Had a requirement to establish whether a provided string in a source system matched a valid pattern for email addresses today. Not to actually try to send a mail to the address, just to check that it was theoretically valid.
There is a useful bit of regular expression code available from Microsoft at http://msdn.microsoft.com/en-us/library/01escwtf.aspx so all I had to do was work it into a script component. Here’s how.
Add a script component to the data flow and set the properties you’ll need. The input column will be the email address field you want to check, then add an output column with the DataType Boolean.
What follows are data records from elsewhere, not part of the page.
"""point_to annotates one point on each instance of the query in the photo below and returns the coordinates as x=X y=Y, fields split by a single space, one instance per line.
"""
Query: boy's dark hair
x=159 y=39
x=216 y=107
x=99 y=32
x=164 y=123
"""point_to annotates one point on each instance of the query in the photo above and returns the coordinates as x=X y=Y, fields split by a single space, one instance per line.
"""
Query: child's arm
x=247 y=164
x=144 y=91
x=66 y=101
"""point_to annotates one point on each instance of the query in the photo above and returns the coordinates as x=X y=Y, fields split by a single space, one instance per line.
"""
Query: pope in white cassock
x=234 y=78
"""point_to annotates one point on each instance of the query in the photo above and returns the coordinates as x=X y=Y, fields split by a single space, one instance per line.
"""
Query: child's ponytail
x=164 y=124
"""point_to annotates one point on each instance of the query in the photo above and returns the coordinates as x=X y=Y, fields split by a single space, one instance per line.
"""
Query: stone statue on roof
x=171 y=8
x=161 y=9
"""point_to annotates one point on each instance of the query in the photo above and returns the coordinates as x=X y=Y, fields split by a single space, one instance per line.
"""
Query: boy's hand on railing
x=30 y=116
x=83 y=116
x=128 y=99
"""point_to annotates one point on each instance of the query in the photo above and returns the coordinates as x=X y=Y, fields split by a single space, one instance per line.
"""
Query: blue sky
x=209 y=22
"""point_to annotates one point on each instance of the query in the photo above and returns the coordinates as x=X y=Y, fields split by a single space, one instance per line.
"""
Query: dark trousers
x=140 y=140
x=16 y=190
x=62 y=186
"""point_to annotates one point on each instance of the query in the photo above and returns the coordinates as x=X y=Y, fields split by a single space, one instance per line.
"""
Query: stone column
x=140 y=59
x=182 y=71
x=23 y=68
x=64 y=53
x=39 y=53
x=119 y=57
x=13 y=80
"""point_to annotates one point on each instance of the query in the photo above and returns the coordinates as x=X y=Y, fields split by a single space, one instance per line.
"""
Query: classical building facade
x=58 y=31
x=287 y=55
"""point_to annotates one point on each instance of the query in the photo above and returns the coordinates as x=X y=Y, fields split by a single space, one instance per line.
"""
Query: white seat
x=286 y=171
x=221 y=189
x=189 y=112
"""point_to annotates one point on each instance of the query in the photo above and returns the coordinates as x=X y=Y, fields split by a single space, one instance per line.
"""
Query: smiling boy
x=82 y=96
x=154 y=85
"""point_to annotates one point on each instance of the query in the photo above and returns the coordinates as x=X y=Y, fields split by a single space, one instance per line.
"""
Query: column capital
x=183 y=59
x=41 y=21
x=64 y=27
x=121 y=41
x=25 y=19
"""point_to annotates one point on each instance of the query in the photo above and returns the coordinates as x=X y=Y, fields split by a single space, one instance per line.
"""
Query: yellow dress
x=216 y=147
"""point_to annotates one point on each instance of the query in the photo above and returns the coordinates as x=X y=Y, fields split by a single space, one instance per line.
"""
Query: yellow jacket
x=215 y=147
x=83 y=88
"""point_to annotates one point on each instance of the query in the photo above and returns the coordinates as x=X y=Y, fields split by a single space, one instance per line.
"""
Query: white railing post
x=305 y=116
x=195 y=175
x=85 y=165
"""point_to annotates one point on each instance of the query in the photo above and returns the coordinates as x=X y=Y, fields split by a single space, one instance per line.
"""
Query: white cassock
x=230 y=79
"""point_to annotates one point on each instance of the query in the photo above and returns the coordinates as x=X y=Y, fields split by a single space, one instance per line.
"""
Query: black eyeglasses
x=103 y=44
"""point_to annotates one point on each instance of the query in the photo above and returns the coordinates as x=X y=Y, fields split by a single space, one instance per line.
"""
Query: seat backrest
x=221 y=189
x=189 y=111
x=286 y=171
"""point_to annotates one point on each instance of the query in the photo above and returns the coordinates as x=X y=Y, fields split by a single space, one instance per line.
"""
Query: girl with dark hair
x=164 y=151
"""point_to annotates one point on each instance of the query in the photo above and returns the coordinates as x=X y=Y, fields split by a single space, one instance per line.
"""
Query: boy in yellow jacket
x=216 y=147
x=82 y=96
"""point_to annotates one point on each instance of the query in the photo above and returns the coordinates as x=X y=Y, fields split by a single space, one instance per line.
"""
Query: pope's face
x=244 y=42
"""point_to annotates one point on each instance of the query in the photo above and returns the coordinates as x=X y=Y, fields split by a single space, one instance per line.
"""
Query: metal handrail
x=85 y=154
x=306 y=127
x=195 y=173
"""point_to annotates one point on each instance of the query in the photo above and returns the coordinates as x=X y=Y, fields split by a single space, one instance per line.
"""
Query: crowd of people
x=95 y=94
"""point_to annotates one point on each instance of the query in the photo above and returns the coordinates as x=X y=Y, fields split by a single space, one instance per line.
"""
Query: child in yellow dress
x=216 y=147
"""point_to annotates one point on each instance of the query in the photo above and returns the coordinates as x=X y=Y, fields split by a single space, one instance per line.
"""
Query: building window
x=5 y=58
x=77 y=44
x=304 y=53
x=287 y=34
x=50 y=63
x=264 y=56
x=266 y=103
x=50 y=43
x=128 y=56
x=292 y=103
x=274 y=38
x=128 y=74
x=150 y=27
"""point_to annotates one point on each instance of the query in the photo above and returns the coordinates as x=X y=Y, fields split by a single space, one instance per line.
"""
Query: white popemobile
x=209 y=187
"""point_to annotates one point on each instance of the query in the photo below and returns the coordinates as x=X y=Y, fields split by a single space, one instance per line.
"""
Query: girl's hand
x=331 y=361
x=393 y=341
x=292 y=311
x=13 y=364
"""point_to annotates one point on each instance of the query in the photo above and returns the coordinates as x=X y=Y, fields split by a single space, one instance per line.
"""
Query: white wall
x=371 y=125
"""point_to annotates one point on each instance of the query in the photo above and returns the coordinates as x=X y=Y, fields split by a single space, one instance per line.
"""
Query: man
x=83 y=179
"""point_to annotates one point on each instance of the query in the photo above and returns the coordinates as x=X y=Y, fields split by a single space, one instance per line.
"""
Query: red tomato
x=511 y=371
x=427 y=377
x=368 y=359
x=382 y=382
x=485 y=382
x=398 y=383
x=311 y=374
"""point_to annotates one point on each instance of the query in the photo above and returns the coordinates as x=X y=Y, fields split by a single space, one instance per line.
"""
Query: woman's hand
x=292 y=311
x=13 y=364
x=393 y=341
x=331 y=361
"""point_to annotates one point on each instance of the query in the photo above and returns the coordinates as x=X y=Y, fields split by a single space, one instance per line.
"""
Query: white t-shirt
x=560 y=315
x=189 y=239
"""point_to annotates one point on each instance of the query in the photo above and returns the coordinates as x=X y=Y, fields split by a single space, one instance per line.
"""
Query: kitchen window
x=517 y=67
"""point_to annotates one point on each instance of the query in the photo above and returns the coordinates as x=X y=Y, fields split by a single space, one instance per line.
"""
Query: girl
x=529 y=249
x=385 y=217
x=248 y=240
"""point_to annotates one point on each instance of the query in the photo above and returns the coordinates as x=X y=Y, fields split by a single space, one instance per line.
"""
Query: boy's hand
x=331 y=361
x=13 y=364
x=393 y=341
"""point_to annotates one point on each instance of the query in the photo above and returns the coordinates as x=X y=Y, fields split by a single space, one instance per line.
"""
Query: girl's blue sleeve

In the script itself, you need to add the regular expressions library to the script’s using statements:
using System; using System.Text.RegularExpressions;
Immediately after this, add a new class to actually parse the email address and use the regex to determine its validity:
public class RegexUtilities { public static bool IsValidEmail(string strIn) { // Return true if strIn is in valid e-mail format. return Regex.IsMatch(strIn, @"^(?("")("".+?""@)|(([0-9a-zA-Z]((\.(?!\.))|[-!#\$%&'\*\+/=\?\^`\{\}\|~\w])*)(?<=[0-9a-zA-Z])@))" + @"(?(\[)(\[(\d{1,3}\.){3}\d{1,3}\])|(([0-9a-zA-Z][-\w]*[0-9a-zA-Z]\.)+[a-zA-Z]{2,6}))$"); } }
Finally, inside the ProcessInputRow add some code to execute the validation class on each row:
public override void Input0_ProcessInputRow(Input0Buffer Row) { string emailAddress; emailAddress = Row.EMAILADDRESS; bool valid = false; if (RegexUtilities.IsValidEmail(emailAddress)) valid = true; else valid = false; Row.ValidEmailAddress = valid; }
The field ValidEmailAddress will now be on the dataflow.